Tag: Code,ProgrammingAdam Wright @ 6:28 pm

Alas, I’ve not had time to write another article just yet but I’ll get around to it soon. I did, however, compile some statistics about the Decal project that you might find interesting. Everything here is likely an underestimate, as the project grows continuously.

File Type Number of files Number of lines
C++ 120 39600
C++ Header 120 50075
IDL 11 3907
XML 13 3235
Total 264 96817
Developers Greater than 10, over time
Manhours On the order of 103
Market cost Manpower value of over > $100,000.00
Why? Passion

Ah, the power of a committed community.


Aug 19 2005

Reapplying the Decal: The surviving stumble to victory!

Tag: Code,ProgrammingAdam Wright @ 3:24 pm

Well, the total of received answers to the questions in the last part was 2 which, whilst somewhat less than I hoped, just makes it more of an achievement to those that tried. I’m sure lots of you are sitting at home using your solutions as some form of abstract modern art, rather than wasting them on this site, and you’re right to do so!

Ahem. Let’s see what we got.

Bonus question 1What changes would you make to print “Hello Hello”?

This one isn’t too great a leap from what we did in the article – rather than call both our functions in succession, we’ll call the same one twice. The only minor roadblock is working out the offset to the function, which is 013 (extra credit if you just read it from the original source!). Hence the change you wanted (using the original “helloWorld.exe”) was to change byte 0409 to “13”.

Bonus question 2What changes would you make to print “Hello Decal”?

Another short intuitive hop, and one for the adventurous. We reason that if we can change the code, why can’t we change the data? Indeed, “Decal” has exactly the same number of letters as “World”, so one can just use the editor to replace the “World” in the data section (address 0838) with “Decal” and voila – success!

Bonus question 3We know the printing functions were generated from an object in our source C++. Which of the 3 blocks in the given assembly do you think belonged to that object originally?

The 3 given blocks were basically identified as being “The start of the big list”, “Print Hello function” and “Print World Function”. From our past discussion we know that objects “know about” one single concept – in our case, the concept of printing “Hello World”. As such, it’s unlikely that the object contained the original code that makes up the whole big list, and as such the last 2 of the 3 functions are the best candidates for being part of the object. End result, the functions beginning at addresses “00401020” and “00401040” are the right answer.

Anyone who deduced that, full marks! Anyone who read up to Q5 then used that information, also full marks (plus a nod for having excellent exam technique)!

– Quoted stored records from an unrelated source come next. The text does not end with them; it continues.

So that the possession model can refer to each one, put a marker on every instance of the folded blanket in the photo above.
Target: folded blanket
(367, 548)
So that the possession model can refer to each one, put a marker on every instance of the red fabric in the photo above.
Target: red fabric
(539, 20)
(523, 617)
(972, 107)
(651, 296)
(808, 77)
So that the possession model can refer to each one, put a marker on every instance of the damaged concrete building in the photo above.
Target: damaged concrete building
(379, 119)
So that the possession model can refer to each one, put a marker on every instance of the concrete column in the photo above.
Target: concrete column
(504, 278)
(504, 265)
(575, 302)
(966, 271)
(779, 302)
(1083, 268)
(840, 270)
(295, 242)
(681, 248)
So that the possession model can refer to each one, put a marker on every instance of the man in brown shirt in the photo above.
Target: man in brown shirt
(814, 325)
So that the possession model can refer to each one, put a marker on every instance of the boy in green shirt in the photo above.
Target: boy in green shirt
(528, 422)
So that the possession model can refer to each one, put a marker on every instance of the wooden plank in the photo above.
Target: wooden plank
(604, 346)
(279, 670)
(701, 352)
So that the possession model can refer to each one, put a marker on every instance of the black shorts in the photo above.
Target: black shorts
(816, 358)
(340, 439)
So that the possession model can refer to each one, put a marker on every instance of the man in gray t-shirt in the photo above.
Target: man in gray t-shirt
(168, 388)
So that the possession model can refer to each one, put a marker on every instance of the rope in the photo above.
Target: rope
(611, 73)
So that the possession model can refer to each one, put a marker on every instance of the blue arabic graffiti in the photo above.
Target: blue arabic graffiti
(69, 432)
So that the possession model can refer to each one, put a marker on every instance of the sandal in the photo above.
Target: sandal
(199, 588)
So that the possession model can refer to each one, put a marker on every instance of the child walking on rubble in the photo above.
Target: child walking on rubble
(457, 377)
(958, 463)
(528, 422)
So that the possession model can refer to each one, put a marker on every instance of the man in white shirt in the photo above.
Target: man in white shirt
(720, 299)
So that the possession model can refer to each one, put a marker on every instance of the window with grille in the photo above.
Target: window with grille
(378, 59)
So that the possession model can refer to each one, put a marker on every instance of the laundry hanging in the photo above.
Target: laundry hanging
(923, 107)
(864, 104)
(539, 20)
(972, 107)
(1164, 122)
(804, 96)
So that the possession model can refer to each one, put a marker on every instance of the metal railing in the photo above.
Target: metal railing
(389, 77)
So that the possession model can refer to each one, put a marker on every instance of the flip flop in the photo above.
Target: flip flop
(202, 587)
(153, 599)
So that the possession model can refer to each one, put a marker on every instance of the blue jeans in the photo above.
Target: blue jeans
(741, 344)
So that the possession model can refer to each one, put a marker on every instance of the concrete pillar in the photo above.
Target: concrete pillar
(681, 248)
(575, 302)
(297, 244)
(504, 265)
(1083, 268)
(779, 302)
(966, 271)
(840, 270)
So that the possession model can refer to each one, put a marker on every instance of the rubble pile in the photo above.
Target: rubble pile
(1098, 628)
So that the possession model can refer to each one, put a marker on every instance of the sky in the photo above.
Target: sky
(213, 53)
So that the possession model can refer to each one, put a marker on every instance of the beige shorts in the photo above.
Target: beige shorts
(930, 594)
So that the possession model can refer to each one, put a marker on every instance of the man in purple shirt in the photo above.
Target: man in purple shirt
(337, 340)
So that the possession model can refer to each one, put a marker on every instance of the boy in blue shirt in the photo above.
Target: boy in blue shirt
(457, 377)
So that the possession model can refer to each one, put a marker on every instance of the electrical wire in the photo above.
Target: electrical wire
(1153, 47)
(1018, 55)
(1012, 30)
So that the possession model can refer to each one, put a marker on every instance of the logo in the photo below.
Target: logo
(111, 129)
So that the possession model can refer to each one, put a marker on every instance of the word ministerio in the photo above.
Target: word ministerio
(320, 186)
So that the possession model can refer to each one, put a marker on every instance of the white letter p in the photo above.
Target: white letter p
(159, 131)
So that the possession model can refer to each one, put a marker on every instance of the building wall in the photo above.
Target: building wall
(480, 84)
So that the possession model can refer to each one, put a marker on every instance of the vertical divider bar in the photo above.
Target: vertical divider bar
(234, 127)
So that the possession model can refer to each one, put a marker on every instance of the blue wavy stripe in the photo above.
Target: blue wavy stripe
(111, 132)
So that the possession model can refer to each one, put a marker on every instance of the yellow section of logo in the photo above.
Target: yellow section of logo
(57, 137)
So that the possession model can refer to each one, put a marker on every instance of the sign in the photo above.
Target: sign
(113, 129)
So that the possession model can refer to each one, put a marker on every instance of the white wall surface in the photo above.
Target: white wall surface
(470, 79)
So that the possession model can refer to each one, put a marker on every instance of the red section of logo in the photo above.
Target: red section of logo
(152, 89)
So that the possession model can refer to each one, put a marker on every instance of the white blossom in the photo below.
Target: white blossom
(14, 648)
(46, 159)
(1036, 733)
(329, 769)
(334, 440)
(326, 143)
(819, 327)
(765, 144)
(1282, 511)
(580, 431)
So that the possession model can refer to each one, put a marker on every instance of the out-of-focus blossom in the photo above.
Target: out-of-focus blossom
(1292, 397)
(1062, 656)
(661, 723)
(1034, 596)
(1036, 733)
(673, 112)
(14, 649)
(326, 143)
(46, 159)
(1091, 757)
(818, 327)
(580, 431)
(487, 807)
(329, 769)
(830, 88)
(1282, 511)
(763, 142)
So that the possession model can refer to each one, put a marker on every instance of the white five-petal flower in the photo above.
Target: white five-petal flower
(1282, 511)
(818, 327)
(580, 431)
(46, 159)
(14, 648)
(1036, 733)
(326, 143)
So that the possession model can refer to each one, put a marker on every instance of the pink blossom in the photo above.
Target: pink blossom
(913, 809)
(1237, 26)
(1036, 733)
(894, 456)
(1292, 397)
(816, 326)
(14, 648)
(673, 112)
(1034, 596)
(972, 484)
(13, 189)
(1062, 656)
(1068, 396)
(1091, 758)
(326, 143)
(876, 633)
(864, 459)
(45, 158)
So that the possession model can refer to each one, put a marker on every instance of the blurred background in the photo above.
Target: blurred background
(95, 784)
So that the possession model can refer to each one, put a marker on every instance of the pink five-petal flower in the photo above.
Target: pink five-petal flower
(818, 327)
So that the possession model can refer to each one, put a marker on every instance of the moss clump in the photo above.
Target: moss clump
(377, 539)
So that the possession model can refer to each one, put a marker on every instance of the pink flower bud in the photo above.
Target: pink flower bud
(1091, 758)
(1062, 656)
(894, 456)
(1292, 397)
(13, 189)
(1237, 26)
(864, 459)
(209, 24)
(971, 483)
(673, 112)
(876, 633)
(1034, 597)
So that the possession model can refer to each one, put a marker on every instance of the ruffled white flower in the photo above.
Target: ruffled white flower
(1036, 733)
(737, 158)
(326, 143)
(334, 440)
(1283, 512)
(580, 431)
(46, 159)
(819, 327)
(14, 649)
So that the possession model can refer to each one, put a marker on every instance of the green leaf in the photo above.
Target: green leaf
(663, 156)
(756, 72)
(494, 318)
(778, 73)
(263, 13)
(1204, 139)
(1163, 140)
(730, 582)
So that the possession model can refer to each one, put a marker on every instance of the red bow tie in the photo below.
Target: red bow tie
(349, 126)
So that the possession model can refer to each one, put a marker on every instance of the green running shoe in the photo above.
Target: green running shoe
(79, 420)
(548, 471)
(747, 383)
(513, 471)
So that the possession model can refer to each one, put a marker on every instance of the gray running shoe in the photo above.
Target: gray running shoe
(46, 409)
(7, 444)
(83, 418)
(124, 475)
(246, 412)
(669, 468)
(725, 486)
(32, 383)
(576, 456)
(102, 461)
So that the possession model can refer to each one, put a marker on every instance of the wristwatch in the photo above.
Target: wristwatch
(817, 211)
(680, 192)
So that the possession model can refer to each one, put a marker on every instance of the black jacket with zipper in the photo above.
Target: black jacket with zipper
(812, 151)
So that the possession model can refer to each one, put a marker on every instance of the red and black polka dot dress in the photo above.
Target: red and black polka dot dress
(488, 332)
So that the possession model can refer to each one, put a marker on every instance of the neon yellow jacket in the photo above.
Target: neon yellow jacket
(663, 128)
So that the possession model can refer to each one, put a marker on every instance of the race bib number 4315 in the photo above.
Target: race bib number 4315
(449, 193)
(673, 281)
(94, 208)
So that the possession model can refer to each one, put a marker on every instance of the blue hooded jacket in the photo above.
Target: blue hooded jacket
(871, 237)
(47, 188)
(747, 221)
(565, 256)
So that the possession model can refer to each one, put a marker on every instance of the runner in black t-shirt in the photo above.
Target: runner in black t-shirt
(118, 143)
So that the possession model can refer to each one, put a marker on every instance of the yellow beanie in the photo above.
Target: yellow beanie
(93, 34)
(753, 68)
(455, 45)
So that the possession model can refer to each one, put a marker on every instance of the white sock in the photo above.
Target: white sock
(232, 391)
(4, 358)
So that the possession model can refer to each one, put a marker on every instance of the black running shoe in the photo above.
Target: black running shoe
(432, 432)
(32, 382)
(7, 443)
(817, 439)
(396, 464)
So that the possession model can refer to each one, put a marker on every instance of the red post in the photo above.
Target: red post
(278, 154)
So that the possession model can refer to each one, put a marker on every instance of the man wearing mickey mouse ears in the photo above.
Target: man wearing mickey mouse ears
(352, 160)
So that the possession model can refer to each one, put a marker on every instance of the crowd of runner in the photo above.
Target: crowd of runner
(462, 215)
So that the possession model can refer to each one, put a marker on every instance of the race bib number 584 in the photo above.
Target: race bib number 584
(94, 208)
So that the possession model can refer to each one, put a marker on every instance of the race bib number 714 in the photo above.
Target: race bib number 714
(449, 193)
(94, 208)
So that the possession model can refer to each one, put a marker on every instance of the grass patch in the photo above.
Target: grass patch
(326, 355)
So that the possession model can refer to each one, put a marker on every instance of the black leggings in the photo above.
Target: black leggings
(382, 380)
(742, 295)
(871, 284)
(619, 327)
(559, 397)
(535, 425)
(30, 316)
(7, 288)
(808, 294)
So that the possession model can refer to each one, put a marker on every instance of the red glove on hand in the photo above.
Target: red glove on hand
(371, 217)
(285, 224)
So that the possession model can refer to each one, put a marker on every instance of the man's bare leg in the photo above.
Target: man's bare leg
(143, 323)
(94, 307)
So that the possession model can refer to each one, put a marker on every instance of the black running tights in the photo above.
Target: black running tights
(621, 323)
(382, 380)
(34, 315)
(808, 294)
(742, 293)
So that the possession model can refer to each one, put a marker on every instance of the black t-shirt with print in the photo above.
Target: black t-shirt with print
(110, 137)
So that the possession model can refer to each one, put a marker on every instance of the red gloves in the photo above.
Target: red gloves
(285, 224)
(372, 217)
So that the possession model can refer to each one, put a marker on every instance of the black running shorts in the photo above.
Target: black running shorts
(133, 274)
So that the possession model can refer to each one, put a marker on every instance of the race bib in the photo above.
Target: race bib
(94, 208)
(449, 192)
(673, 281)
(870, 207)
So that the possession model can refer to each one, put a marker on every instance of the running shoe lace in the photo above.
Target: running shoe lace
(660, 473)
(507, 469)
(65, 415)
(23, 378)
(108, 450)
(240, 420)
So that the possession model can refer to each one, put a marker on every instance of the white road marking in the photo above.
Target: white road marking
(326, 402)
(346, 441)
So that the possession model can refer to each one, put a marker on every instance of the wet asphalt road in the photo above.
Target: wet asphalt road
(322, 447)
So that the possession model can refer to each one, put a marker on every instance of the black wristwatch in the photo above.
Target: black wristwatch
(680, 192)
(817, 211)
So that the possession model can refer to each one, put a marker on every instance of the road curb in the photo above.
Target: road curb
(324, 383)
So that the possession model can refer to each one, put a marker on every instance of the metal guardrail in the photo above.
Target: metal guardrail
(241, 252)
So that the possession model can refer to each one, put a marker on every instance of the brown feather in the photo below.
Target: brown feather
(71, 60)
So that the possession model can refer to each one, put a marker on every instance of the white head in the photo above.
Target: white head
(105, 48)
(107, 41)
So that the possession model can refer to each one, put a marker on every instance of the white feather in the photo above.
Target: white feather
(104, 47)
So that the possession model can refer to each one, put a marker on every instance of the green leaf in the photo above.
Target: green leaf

Bonus question 4…Use the nop instruction to stop the program from waiting for enter before exiting, and explain what you did.

More deductive reasoning, the staple of the sport. We know the code prints “Hello”, then prints “World” before finally waiting for a keystroke. We can see in the big list that the call to print “Hello” is followed by the call to print “World” – and both are followed by another call that we didn’t discuss! This being the last call in the program, we can guess with good accuracy that it’s this function performing the wait.

Taking nop, we replace all the bytes of the call and the address it’s calling with the nop instruction code (starting at 040d, replace 5 bytes with “90”) and run the result. Did you see that? No more waiting! Fantastic!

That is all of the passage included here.